Azure ポータル、CLI、または PowerShell を使用してルート テーブルを作成します。以下は Azure CLI を使った例です:

az network route-table create \
  --resource-group myResourceGroup \
  --name AppGW-RouteTable \
  --location eastus

2. 仮想ネットワーク ゲートウェイのルート伝達を無効化

AppGW サブネットに関連付けるルート テーブルで、BGP ルート伝達を無効にします。これにより、ExpressRoute や VPN ゲートウェイから伝達されるデフォルトルート (0.0.0.0/0) が AppGW サブネットに適用されなくなります。

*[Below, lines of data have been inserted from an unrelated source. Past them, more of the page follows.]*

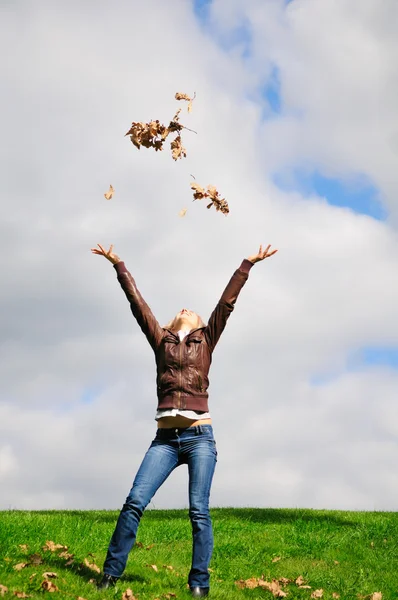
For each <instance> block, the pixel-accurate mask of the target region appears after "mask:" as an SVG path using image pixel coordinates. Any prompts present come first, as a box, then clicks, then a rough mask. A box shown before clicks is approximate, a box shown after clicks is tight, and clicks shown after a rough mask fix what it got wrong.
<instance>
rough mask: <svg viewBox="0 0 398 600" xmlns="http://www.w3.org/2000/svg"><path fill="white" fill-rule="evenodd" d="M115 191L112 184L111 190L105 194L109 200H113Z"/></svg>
mask: <svg viewBox="0 0 398 600" xmlns="http://www.w3.org/2000/svg"><path fill="white" fill-rule="evenodd" d="M114 193H115V189H114V187H113V186H112V185H110V186H109V190H108V191H107V192H105V194H104V196H105V198H106V199H107V200H111V198H112V196H113V194H114Z"/></svg>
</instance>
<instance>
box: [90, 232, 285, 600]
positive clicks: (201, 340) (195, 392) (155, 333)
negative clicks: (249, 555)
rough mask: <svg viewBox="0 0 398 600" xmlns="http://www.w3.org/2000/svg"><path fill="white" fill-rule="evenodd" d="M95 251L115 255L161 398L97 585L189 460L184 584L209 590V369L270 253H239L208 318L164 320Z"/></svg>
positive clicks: (105, 252) (197, 587)
mask: <svg viewBox="0 0 398 600" xmlns="http://www.w3.org/2000/svg"><path fill="white" fill-rule="evenodd" d="M98 248H99V249H97V248H92V249H91V251H92V252H93V254H98V255H100V256H105V258H107V259H108V260H109V261H110V262H111V263H113V265H114V267H115V269H116V272H117V278H118V280H119V283H120V285H121V286H122V288H123V291H124V292H125V294H126V296H127V299H128V301H129V303H130V307H131V311H132V313H133V315H134V316H135V318H136V319H137V322H138V324H139V326H140V327H141V329H142V331H143V332H144V334H145V335H146V337H147V340H148V342H149V343H150V345H151V346H152V349H153V351H154V353H155V357H156V366H157V381H156V382H157V397H158V406H157V413H156V417H155V418H156V420H157V424H158V429H157V433H156V437H155V439H154V440H153V442H152V444H151V446H150V447H149V449H148V451H147V453H146V455H145V457H144V460H143V462H142V464H141V466H140V468H139V470H138V472H137V475H136V477H135V480H134V483H133V487H132V488H131V490H130V493H129V495H128V496H127V498H126V502H125V504H124V505H123V508H122V510H121V512H120V515H119V518H118V521H117V525H116V528H115V531H114V533H113V535H112V539H111V541H110V544H109V548H108V553H107V556H106V559H105V563H104V576H103V578H102V580H101V582H100V584H99V587H100V588H101V589H104V588H108V587H111V586H113V585H114V584H115V583H116V582H117V580H118V579H119V577H120V576H121V575H122V573H123V571H124V569H125V566H126V562H127V558H128V554H129V552H130V550H131V548H132V547H133V545H134V542H135V538H136V534H137V529H138V525H139V522H140V519H141V516H142V514H143V512H144V510H145V508H146V506H147V505H148V504H149V502H150V501H151V499H152V497H153V496H154V494H155V493H156V491H157V490H158V489H159V487H160V486H161V485H162V483H164V481H165V480H166V479H167V477H168V476H169V475H170V473H171V472H172V471H173V470H174V469H175V468H176V467H178V466H179V465H181V464H187V465H188V473H189V516H190V519H191V524H192V535H193V552H192V565H191V570H190V572H189V576H188V584H189V588H190V590H191V593H192V596H193V597H194V598H201V597H204V596H207V595H208V593H209V571H208V565H209V562H210V558H211V554H212V550H213V533H212V525H211V520H210V514H209V497H210V487H211V482H212V479H213V473H214V469H215V465H216V461H217V450H216V444H215V441H214V437H213V429H212V425H211V417H210V413H209V407H208V394H207V388H208V386H209V379H208V373H209V369H210V364H211V359H212V353H213V350H214V348H215V346H216V344H217V342H218V340H219V338H220V335H221V333H222V332H223V330H224V327H225V325H226V322H227V319H228V317H229V315H230V314H231V312H232V311H233V309H234V305H235V302H236V299H237V297H238V295H239V292H240V290H241V289H242V287H243V285H244V284H245V282H246V280H247V278H248V276H249V271H250V269H251V267H252V266H253V264H254V263H256V262H259V261H262V260H264V259H265V258H268V257H270V256H272V255H273V254H275V252H276V250H272V251H270V246H267V248H266V249H265V250H263V249H262V246H260V249H259V251H258V253H257V254H255V255H253V256H250V257H249V258H248V259H245V260H243V262H242V264H241V265H240V267H239V268H238V269H237V270H236V271H235V273H234V274H233V276H232V278H231V280H230V282H229V283H228V285H227V287H226V288H225V290H224V292H223V294H222V296H221V298H220V300H219V302H218V304H217V306H216V308H215V309H214V311H213V313H212V314H211V316H210V319H209V322H208V324H207V325H205V324H204V323H203V321H202V319H201V318H200V317H199V316H198V315H197V314H196V313H194V312H192V311H190V310H187V309H186V308H183V309H182V310H180V312H179V313H178V314H177V315H176V316H175V317H174V319H173V320H172V321H171V322H170V323H168V325H166V326H165V327H161V326H160V325H159V323H158V322H157V320H156V319H155V317H154V316H153V314H152V312H151V309H150V308H149V306H148V305H147V304H146V302H145V301H144V299H143V298H142V296H141V294H140V292H139V291H138V289H137V286H136V283H135V281H134V279H133V277H132V276H131V274H130V273H129V272H128V270H127V269H126V267H125V265H124V262H122V261H121V260H120V258H119V257H118V256H117V255H116V254H114V253H113V246H111V247H110V248H109V250H108V251H106V250H105V249H104V248H103V247H102V246H101V245H100V244H98Z"/></svg>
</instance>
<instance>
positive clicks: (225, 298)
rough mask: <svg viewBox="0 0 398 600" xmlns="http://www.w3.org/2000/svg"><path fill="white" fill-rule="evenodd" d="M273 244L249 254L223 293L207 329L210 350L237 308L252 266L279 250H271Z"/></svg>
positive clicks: (232, 277) (221, 333)
mask: <svg viewBox="0 0 398 600" xmlns="http://www.w3.org/2000/svg"><path fill="white" fill-rule="evenodd" d="M270 248H271V246H270V245H268V246H267V247H266V249H265V250H263V248H262V246H260V249H259V251H258V252H257V254H253V255H252V256H249V258H247V259H246V258H245V259H244V260H243V261H242V264H241V265H240V267H239V269H237V270H236V271H235V273H234V274H233V275H232V277H231V279H230V281H229V283H228V285H227V287H226V288H225V290H224V291H223V293H222V296H221V298H220V300H219V301H218V304H217V306H216V308H215V309H214V310H213V312H212V314H211V315H210V319H209V322H208V324H207V327H206V329H205V337H206V341H207V343H208V345H209V348H210V351H211V352H212V351H213V350H214V348H215V346H216V344H217V342H218V340H219V339H220V336H221V334H222V332H223V331H224V328H225V325H226V324H227V320H228V317H229V316H230V314H231V313H232V311H233V310H234V308H235V302H236V300H237V298H238V296H239V293H240V291H241V289H242V287H243V286H244V285H245V283H246V281H247V279H248V277H249V271H250V269H251V268H252V266H253V265H254V264H255V263H256V262H259V261H261V260H264V259H265V258H269V257H270V256H272V255H273V254H275V252H277V250H272V251H270Z"/></svg>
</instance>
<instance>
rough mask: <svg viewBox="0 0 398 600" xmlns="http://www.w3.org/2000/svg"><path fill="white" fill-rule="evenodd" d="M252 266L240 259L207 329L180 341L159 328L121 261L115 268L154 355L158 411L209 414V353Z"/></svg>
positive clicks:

az network route-table update \
  --resource-group myResourceGroup \
  --name AppGW-RouteTable \
  --disable-bgp-route-propagation true

3. ルートの追加

AppGW の管理トラフィックがインターネットに直接送信されるように、UDR に以下のようなルートを追加します:

  • 宛先: 0.0.0.0/0(すべてのトラフィック)
  • 次ホップ: Internet(インターネットに直接送信)

以下は Azure CLI でのルート追加の例です:

az network route-table route create \
  --resource-group myResourceGroup \
  --route-table-name AppGW-RouteTable \
  --name DefaultToInternet \
  --address-prefix 0.0.0.0/0 \
  --next-hop-type Internet

必要に応じて、特定の Azure サービス(例: Azure Monitor、CRL エンドポイント)へのトラフィックを明示的にインターネットにルーティングするためのルートを追加することもできます。たとえば、Azure Monitor の IP アドレス範囲(例: 13.107.0.0/16)を指定して、次ホップを Internet に設定します。

4. ルート テーブルをサブネットに関連付け

作成したルート テーブルを AppGW-Subnet に関連付けます:

az network vnet subnet update \
  --resource-group myResourceGroup \
  --vnet-name VNet-AppGW \
  --name AppGW-Subnet \
  --route-table AppGW-RouteTable

期待される結果

  • BGP ルート伝達の無効化: ExpressRoute から伝達される 0.0.0.0/0 ルートが AppGW サブネットに適用されなくなる。
  • インターネットへの直接ルーティング: AppGW の管理トラフィック(メトリック、ログ、CRL チェックなど)が ExpressRoute を経由せず、直接インターネットに送信される。
  • 非対称ルーティングの防止: トラフィックのパスが一貫し、AppGW の動作が安定する。
  • 既存セットアップへの影響: VM-Subnet など他のサブネットには影響を与えず、既存の ExpressRoute ルーティングはそのまま維持される。